When we hit the highway, many faces lit up at the sound of the drums. Some persons on the road could not help but move their feet and wave their hands. The drumming fever had overtaken most of the East Coast Highway. The ones who danced were mostly middle aged or old.
The drumming had a constant rhythm and when it shifted to something else, it was hardly noticeable. You had to listen. The only complaint I had was the sound which boomed in my eardrums. It was that unpleasant stinging that you get whenever you travel in a noisy minibus. I had to shift my head to a comfortable position so as not to feel it and truly enjoy the music. I wanted to get up and dance foolishly, but inhibitions overcame me that day.
“Come play lil now man, meh han’ tired,” Uncle Raghu said, as he handed over the stick to Pradesh, who eagerly collected it and began to play. ‘Rhythm,’ Uncle Raghu shouted. Pradesh’s beat changed and Uncle Raghu nodded his head in approval. Dinko had the Jhal. And for a brief period, the drums went along with the words, ‘rhythm and jhal.’
We soon arrived at the bride’s home and once again Uncle Raghu led the way. There were two other young drummers at the bride’s home, Navin and Alvin. Uncle Raghu’s son was also there.
Uncle Raghu and his students played their heart out, but it was a tough sell. The crowd was dead.
A huge stereo set, drowned the drumming out and Uncle Raghu had to take a seat.
Later in the day, a wedding attendee pulled him aside and asked him to play the drums at a yard across the street from the wedding. Uncle Raghu quickly called the students, grabbed his biggest drum and began to play for the man. The man danced with glee and pretty soon other men joined in.
Uncle Raghu beat the drum mightily with his drumming stick. He jumped into the air and pounded the drum. Feet shuffled from side, hands went up in the air, men laughed, men drank and men thanked Uncle Rhagu for playing the drums. He then began to entertain them with rhymes.
“Joke, Joke, mek this plait shirt boy choke,” Uncle Raghu said, and the small crowd roared with laughter. “This boy hay, he does go by he galfren, ling ling, but when abe check um out, he na fit one thing,” the crowd laughed again.
And Uncle Raghu made one last joke, “long ago when Guyanese gal a gone Trinidad, dem a fly wid airplane and when the come back, them a cry fa belly pain.”

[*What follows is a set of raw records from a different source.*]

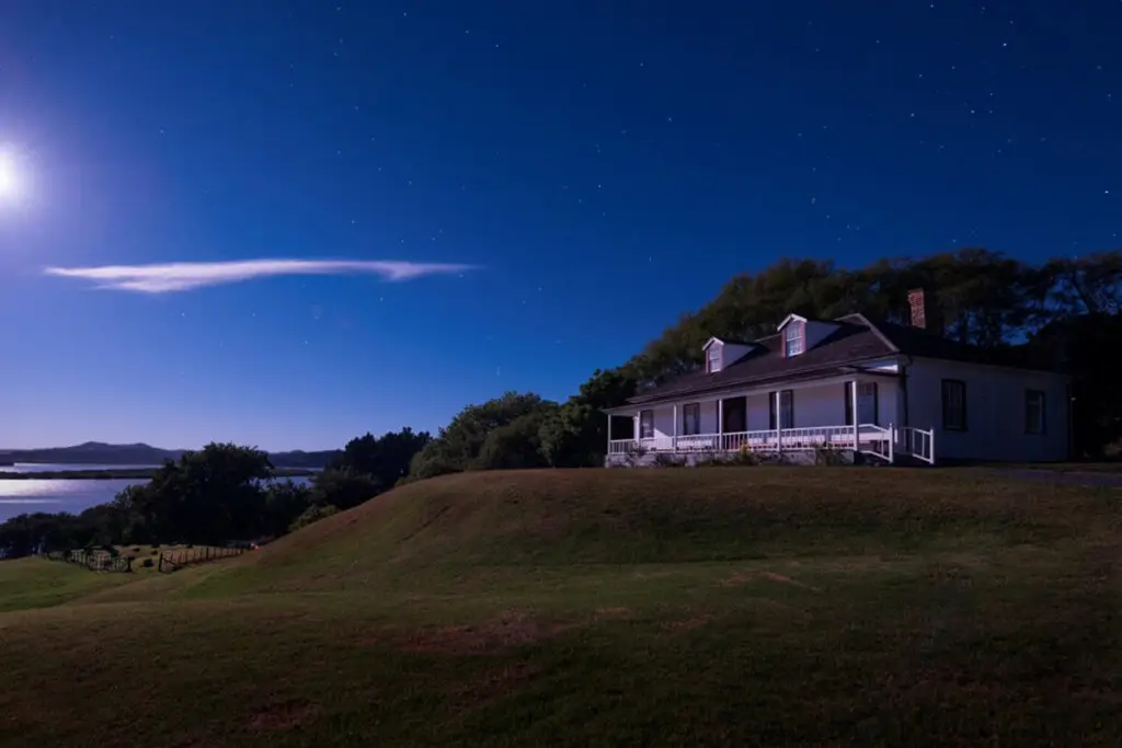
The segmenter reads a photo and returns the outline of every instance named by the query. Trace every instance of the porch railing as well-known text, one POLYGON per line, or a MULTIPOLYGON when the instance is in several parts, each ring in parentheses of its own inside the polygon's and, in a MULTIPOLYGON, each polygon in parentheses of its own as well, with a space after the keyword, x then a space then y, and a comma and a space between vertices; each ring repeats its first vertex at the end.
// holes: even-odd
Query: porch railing
MULTIPOLYGON (((859 451, 874 451, 891 461, 892 430, 875 424, 857 427, 859 451)), ((853 426, 808 426, 802 428, 767 428, 724 434, 684 434, 681 436, 653 436, 619 438, 608 443, 608 454, 643 452, 738 452, 757 450, 767 452, 810 451, 821 446, 854 449, 853 426)))

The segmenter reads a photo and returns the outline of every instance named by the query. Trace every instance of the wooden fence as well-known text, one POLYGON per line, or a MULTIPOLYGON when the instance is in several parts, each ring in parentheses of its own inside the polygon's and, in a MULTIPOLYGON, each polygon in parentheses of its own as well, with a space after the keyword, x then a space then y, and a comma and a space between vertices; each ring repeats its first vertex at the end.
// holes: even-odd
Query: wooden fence
POLYGON ((185 566, 204 564, 208 561, 218 561, 219 558, 232 558, 234 556, 240 556, 245 552, 246 548, 238 548, 238 547, 220 548, 210 545, 203 546, 201 548, 182 548, 178 551, 166 551, 159 554, 158 571, 164 573, 169 573, 183 569, 185 566))
POLYGON ((131 556, 113 556, 104 551, 50 551, 45 554, 52 561, 63 561, 68 564, 85 566, 95 572, 130 572, 131 556))

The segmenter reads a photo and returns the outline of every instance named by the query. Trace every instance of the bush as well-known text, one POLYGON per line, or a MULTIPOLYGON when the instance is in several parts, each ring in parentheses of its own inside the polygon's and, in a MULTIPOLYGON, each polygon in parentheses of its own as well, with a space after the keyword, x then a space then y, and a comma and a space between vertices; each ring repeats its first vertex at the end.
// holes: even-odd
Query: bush
POLYGON ((845 464, 845 459, 842 455, 842 450, 833 444, 818 444, 815 446, 815 464, 842 465, 845 464))
POLYGON ((328 517, 335 514, 339 514, 339 507, 335 507, 334 505, 328 505, 325 507, 324 506, 309 507, 304 511, 304 514, 296 517, 296 520, 292 524, 292 527, 288 528, 288 532, 295 533, 301 527, 307 527, 312 523, 318 523, 321 519, 327 519, 328 517))

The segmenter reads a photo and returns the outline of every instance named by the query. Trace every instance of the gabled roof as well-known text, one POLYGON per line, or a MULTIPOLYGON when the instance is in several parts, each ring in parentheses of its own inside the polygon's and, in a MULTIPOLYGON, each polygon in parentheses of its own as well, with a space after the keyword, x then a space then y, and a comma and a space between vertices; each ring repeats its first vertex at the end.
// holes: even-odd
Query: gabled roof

The jokes hit the men’s sweet spots and Uncle Raghu was called to play at the centre of the reception. The stereo stopped playing and this time, both men and women danced. Circular motions of the hand, hips moved from side to side and buttocks went up and down. The people laughed and the space got crowded. Uncle Raghu ended the day on a high note. “I’ve made my name in Lusignan, I have never played there before,” Uncle Raghu said smiling, while we made our way back to town.
Uncle Raghu began to tell me how wonderful drumming has been for him and the fruits that he has reaped because of his commitment to the culture. I had written at least a dozen questions for him and was hoping to interview him. He could not do the interview in the near future because of his busy schedule. This saddened me; I hoped to understand drumming more. Uncle Raghu inspired me, he is a cultural gem that is hidden away on the East Coast; he is a special person and I have not given up on my interview. Some day he’ll have time and some day I’ll cover his experiences from childhood to now.